Il est grand temps, sans phrases ampoulées et formules rédhibitoires, de vous annoncer que, en effet, le concert du 3 novembre, au Hameau Z’Art de Payerne sera le dernier… tout court. Il ne faut jamais dire jamais, bien entendu (je ne suis pas Charles Aznavour et consort, je n’en ai ni le talent ni la carrière…). Mais une chose est sure: il n’y aura plus de « nouvel album », ni de « nouvelles chansons » qui paraîtront à l’avenir. Je décroche. Rideau, les zaminches. Je me range des bécanes. Mais tout va bien!

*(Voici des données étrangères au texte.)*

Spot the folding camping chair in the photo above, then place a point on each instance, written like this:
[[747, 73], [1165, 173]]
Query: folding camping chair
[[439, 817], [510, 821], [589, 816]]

L’énergie que j’ai mis dans l’élaboration de 4 albums distribués dans toute la Suisse romande (dans quelques années, l’exagération et la prétention me feront dire « dans le monde entier ») ressemble à celle d’un Mario ou d’un Zelda en fin de 3ème monde: la barre se vide. Mais que de beaux moments, avec vous, bien entendu, mais aussi (et peut-être surtout) avec les musiciens et techniciens et artistes qui m’ont accompagné, soutenu, épaulé, bluffé, passionné, aimé, détesté et qui ont fait de mes petites chansons de petites oeuvres à part entière dont je suis si fier aujourd’hui. Ces prochaines semaines seront l’occasion pour moi de saluer et remercier ici, ou sur mon groupe, toutes ces personnes qui comptent tant pour moi, et qui laisseront leur empreinte plus qu’aucun autre.
Pour tous ceux qui ne m’ont jamais vu en concert (et c’est pas faute d’avoir essayé de vous inviter à venir…), tantpis. « A nos actes manqués » dirait l’autre (la chanson est plus jolie que la réalité qui se cache derrière). Pour ceux qui viendront le 3 novembre: on va se marrer et je vais essayer, une dernière fois, de ne pas vous décevoir.
Je continue, plus que jamais, à faire de la musique. Plus mes chansons, plus mes compositions. Mais j’apprends. Je joue pour ma femme, pour mes fils, pour ma gueule. Et je crois que j’aime ça. Je serai peut-être en concert privé, de ci de là, ou dans des salles qui auraient l’idée saugrenue d’inviter un mecton qui n’a rien écrit depuis des années… Qui sait, rien n’est jamais terminé définitivement.
Que je vous manque à l’avenir ou que vous n’en ayez rien à taper (je comprends les 2 parfaitement;-)), je vous dis à bientôt, à Payerne, ailleurs, peu importe.